For once, Tony was at a loss for words. He, Rhodey and Vision had been told that Barton and Lang had turned themselves in, as opposed to what was written in the press that they had been captured, but Ross had never mentioned going after Barton’s family.

_Would it change anything if you did know?_ Barton was right, Ross was ruthless, but Tony already knew that. You didn’t become Secretary of State, or get a name like ‘Thunderbolt’ for your kind and loving nature, and he knew what had happened between Ross and Bruce. He still stood by the fact that the Avengers couldn’t keep operating with no oversight, and the accords were the oversight the world required. The Avengers operating without oversight just left people getting hurt. It helped that now Pepper was talking to him again.

Barton had broken the law, and now he was being brought to justice. House arrest on his massive farm, with his family, well, there were worse punishments.

He looked around the barn, and spotted a bow hanging on the wall. 

“I thought all your bows were confiscated with the rest of your weapons when you went under house arrest,” he said. It was an obvious change of subject, but he hoped Barton didn’t mind, or at least wouldn’t push it. The man followed his gaze.

“The did, or at least, all the ones they could find,” Barton agreed, “which was less of them than I was expecting. I have to say, I’m kind of disappointed that they thought so little of me. But they really needed to think about the fact that there are five stores within fifty miles that I could ask Laura to buy a bow from, and you don’t need to register to buy archaic weaponry.” He paused for a moment, before adding, “It’s not for me anyway. My kids are getting old enough that they want to start learning.”

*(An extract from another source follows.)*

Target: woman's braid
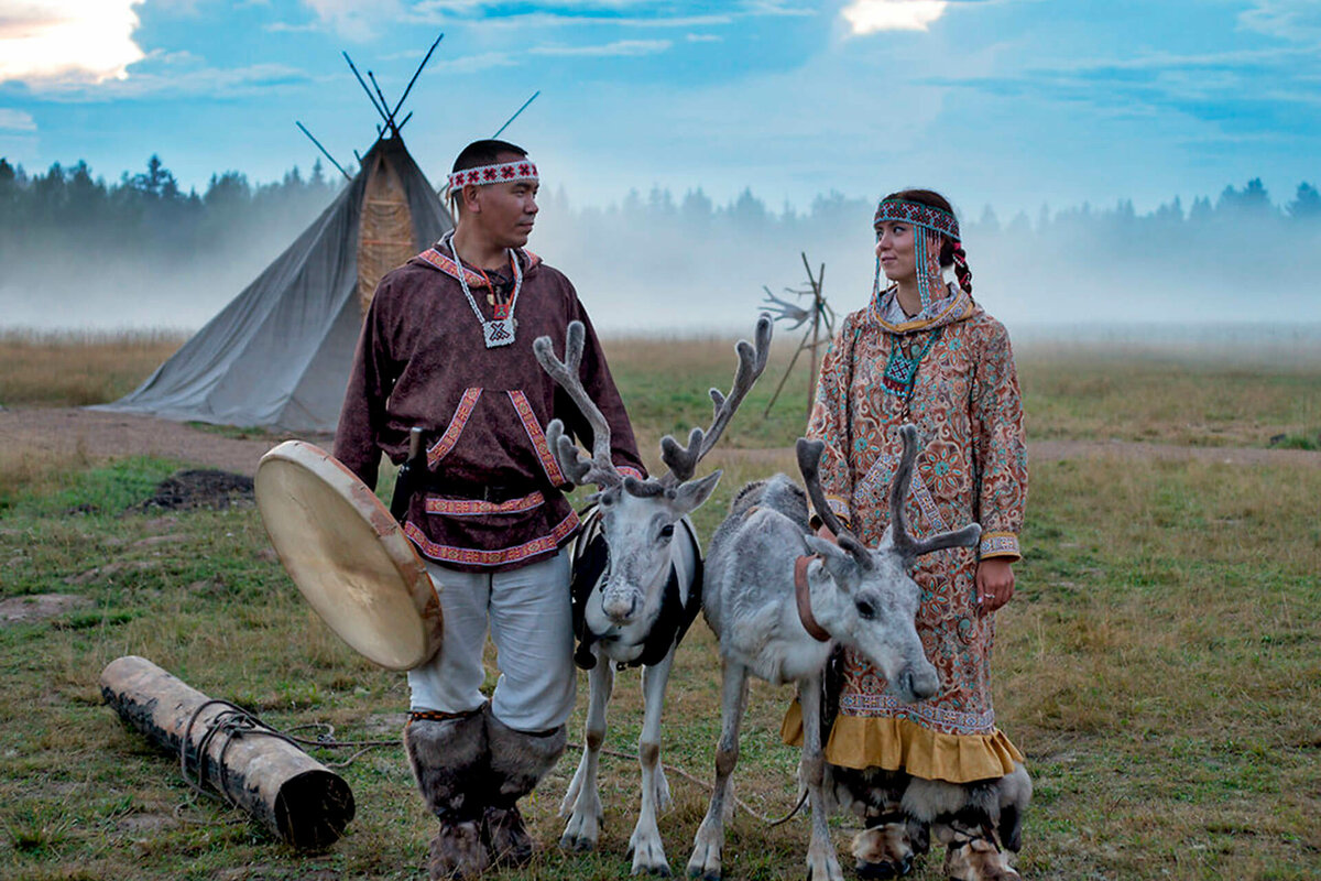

Images of another child, in red and blue spandex, flashed in front of his eyes. “Isn’t there a saying? A spy’s worst fear is for their children to follow in their footsteps? Couldn’t the same be said for superheroes?”

Barton stared at the bow on the wall as he spoke. “I can’t say I’ll be happy if they go from shooting targets in our yard to shooting aliens and Nazis, but if they do, the only thing I hope for is that they end up better than me. That they won’t make the same mistakes I did.”

“But if they did? What would you do?”

Barton turned; his eyes narrowed. “Is this about that kid you brought to an Avengers fight in Germany, the one Wilson wouldn’t stop complaining about?”

“You’re one to talk; you brought in that tiny-giant guy.”

Barton scowled. “Lang is at least of drinking age and has actual training.”

“The kid was fine, he can stop a car with his bare hands,” Tony said. “Anyway, he proved useful.”

“He’s still in school!”

“How did you know that?” Tony asked.

“Natasha.”

Tony stared at him. “Romanoff didn’t know.”

“It’s Natasha.”

“Okay, point taken,” Tony sighed. “But the kid was fine; he helped, and he didn’t get hurt to badly. Now he’s back in school, occasionally punching muggers and rescuing cats from trees.”

Tony couldn’t decide if the look on Barton’s face was anger, or disappointment. It may have been a bit of both. “You made a child soldier, and now you think he’s going to go back to his life like nothing ever happened? You’re a genius, Stark, I didn’t think you had it in you to be that stupid.”

“I didn’t make a child soldier,” Tony said.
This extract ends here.